Boston Dynamics released new footage of its Atlas robot Tuesday, showing the bipedal robot completing an impressive display of acrobatics. Watch as it rolls forward, does a handstand, jumps and spins with impeccable precision.
Okay, so it’s not exactly a triple back somersault, but it’s impressive work considering how much robots struggle with these kind of movements. You only have to look as far as the soccer-playing bots at Japan’s 2017 RoboCup to know that machines can struggle with human-like motions, resulting in displays that are at once captivating and hilarious.
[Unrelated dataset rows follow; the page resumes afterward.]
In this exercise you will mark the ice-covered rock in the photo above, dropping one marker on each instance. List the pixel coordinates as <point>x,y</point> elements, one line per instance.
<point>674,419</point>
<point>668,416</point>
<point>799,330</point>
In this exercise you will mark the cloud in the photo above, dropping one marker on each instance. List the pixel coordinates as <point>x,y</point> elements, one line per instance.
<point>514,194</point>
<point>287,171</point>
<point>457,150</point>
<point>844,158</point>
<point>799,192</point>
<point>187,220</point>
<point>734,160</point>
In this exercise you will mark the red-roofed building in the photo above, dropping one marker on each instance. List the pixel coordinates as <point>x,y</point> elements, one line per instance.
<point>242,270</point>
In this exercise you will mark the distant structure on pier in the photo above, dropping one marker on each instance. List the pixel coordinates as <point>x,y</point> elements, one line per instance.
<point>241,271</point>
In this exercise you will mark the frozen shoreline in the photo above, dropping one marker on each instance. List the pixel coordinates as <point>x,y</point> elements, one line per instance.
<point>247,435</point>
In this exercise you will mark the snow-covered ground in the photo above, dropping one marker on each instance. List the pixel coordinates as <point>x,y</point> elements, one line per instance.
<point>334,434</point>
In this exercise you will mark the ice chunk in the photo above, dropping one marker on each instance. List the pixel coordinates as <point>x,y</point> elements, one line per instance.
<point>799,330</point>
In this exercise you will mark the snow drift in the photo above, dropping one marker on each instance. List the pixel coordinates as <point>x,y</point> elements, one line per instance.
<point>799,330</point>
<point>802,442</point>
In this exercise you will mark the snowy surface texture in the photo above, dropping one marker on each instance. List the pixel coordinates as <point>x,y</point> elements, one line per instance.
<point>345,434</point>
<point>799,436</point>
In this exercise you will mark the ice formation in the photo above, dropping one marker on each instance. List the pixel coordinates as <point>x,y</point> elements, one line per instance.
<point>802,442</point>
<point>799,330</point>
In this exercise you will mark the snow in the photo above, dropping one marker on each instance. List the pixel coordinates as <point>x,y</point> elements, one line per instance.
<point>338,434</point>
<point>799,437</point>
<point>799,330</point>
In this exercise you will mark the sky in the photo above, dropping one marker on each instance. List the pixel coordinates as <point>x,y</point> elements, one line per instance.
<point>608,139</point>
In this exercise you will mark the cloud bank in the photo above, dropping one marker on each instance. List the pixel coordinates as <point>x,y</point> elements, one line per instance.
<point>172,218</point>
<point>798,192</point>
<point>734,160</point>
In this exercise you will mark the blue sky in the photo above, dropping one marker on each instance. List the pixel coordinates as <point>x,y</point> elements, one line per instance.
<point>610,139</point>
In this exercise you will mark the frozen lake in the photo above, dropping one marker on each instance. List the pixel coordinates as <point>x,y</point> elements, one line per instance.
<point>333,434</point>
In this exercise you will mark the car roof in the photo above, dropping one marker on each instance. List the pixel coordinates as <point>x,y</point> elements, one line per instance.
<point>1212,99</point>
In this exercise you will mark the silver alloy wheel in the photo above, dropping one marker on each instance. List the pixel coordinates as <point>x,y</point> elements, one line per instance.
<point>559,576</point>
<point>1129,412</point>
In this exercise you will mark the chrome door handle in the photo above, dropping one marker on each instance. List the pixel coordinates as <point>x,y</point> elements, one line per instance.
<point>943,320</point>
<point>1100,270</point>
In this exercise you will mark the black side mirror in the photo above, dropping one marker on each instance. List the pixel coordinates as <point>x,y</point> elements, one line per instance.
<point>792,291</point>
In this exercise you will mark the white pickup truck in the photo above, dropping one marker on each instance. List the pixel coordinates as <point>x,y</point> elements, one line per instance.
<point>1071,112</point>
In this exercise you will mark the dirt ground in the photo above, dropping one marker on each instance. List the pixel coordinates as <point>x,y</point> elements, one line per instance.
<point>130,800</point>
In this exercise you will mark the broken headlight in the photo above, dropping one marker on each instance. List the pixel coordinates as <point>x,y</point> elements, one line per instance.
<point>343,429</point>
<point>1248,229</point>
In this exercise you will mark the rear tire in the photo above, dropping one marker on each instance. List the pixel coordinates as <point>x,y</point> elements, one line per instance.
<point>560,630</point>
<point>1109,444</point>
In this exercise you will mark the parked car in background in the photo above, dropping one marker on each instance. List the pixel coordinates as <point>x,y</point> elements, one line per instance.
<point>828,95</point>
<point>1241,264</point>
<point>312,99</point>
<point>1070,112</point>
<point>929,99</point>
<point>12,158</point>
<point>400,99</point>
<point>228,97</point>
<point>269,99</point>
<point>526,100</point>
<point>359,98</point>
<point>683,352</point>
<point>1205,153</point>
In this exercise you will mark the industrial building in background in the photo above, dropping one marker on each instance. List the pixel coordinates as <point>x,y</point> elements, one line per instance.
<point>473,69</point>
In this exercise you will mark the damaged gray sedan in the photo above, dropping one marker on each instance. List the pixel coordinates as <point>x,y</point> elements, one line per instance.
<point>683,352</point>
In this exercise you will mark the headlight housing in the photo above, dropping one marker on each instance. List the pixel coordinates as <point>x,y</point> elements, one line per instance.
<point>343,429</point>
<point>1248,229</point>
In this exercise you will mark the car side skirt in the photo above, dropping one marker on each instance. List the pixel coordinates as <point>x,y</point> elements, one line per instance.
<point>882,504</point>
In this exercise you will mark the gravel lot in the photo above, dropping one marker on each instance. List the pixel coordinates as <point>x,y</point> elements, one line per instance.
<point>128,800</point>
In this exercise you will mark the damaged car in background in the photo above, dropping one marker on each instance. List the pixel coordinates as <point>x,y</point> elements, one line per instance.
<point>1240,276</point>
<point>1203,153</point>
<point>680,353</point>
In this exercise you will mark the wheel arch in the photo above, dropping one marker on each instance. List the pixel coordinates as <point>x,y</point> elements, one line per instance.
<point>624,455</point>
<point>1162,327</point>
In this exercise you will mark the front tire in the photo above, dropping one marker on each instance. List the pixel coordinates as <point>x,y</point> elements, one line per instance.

Boston Dynamics, a SoftBank-owned company that spun out of MIT back in 1992, used a series of techniques to break through this barrier, as explained in its YouTube video description:
First, an optimization algorithm transforms high-level descriptions of each maneuver into dynamically-feasible reference motions. Then Atlas tracks the motions using a model predictive controller that smoothly blends from one maneuver to the next.
The end result is a routine developed much faster than previous attempts, offering a performance success rate in the region of 80 percent.
Atlas is billed by the company as “the world’s most dynamic humanoid robot.” It weighs 176 pounds, measures four feet 11 inches tall, and moves at a speed of 1.5 meters per second, or around three miles per hour. It uses custom motors, valves, and a hydraulic power unit to move its 28 joints and deliver jumps like the above.
The robot has been gradually learning how to move more like a human. In a paper presented at the International Conference on Robotics and Automation in May 2018, a roboticist team from the Institute for Human and Machine Cognition made a breakthrough when they discovered that by forcing Atlas to straighten its legs as it moved, it developed a gait surprisingly similar to humans.
Atlas is not the only machine on Boston Dymanics’ development roster. Spot, the cute dancing robot dog, can run for 90 minutes and even tackle the rain. It can host up to four hardware modules, and has previously been demonstrated carrying cans of drink.
The company explained to The Verge on Tuesday that the Spot bot will be available to companies with a promising pitch for the hardware platform. It may not be long before the company’s surprisingly athletic machines become more commonplace.